\documentclass[fleqn]{article}

\usepackage{haldefs}
\usepackage{notes}
\usepackage{url}

\begin{document}
\lecture{Machine Learning}{HW04: Generative/Discriminative}{CS5350, Fall 2009}

% IF YOU ARE USING THIS .TEX FILE AS A TEMPLATE, PLEASE REPLACE
% "CS5350, Fall 2009" WITH YOUR NAME AND UID.

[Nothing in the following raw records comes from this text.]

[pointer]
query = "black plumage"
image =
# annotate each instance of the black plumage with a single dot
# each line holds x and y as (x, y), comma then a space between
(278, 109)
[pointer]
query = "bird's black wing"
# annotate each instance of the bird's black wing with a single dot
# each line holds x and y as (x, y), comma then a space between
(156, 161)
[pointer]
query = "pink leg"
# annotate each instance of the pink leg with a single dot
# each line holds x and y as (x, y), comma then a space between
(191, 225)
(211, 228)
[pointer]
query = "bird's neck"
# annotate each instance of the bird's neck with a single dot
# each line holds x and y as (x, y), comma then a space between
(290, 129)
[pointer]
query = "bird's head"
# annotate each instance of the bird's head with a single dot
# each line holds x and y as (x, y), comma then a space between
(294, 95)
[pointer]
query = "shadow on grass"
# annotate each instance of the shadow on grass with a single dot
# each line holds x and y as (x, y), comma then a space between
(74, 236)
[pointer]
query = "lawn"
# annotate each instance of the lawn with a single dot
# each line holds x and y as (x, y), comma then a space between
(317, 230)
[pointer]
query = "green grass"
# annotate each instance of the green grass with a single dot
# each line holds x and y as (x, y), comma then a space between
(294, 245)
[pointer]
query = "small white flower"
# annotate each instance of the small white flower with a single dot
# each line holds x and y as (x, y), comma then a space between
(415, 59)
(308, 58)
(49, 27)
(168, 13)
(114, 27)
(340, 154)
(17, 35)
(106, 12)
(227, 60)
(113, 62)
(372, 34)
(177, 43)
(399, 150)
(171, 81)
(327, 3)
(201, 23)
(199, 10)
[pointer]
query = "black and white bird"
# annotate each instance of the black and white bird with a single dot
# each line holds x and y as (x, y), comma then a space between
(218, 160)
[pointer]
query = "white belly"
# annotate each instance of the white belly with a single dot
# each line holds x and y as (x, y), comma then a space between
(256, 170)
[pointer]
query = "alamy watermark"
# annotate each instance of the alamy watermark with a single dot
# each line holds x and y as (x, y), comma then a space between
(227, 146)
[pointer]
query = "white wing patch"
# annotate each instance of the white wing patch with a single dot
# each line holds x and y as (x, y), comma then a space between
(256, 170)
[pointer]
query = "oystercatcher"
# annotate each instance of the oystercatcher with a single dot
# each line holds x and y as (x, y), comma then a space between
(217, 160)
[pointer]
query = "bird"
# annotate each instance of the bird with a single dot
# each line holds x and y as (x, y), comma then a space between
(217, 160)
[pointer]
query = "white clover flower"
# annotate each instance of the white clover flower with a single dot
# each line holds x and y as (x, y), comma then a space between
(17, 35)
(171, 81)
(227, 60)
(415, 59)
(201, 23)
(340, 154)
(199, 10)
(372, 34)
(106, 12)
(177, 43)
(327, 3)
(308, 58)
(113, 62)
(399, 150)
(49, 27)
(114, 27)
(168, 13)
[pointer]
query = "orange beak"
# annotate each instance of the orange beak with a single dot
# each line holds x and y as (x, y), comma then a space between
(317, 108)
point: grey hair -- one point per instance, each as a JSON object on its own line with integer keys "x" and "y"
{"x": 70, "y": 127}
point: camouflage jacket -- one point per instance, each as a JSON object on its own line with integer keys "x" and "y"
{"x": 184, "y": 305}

Hand in at: \url{http://www.cs.utah.edu/~hal/handin.pl?course=cs5350}.
Remember that only PDF submissions are accepted.  We encourage using
\LaTeX\ to produce your writeups.  See \verb+hw01.tex+ for an example
of how to do so.  You can make a \verb+.pdf+ out of the \verb+.tex+ by
running ``\verb+pdflatex hw04.tex+''.

\section{PRML Exercises}

\bee
\i *4.9
\i *4.10
\i  4.11 (6350 only)
\ene

\section{Additional Exercises}

\bee 

\i * Suppose that we train a linear classifier (eg., logistic
regression or hinge regression) with an $\ell_2$ regularizer on the
weights.  That is, we minimize $\sum_n \log(1 + \exp[-y_n \vec w\T\vec
x_n]) + \frac \la 2 \norm{\vec w}^2$.  (I've left off the bias because
it's irrelevant for this question.)  I end up with some optimal weight
vector which I'll call $\hat {\vec w}$.  Now, suppose that I change
all of my inputs by \emph{duplicating} the first feature.  That is, if
I used to have $100$ features, I now have $101$ features where feature
$1$ and feature $2$ are \emph{identical}.  Now, I relearn weights and
compute an optimal set $\hat {\vec w}'$.  How do $\hat {\vec w}$ and
$\hat {\vec w}'$ relate?  In particular, how does $\hat w_1$ relate to
$\hat w_1'$ and $\hat w_2'$?  What does this tell us about using
feature magnitudes as a measure of feature relevance?

\i (6350 only) What happens to the above question if I use an $\ell_1$
regularizer instead of an $\ell_2$ regularizer?
\ene

\end{document}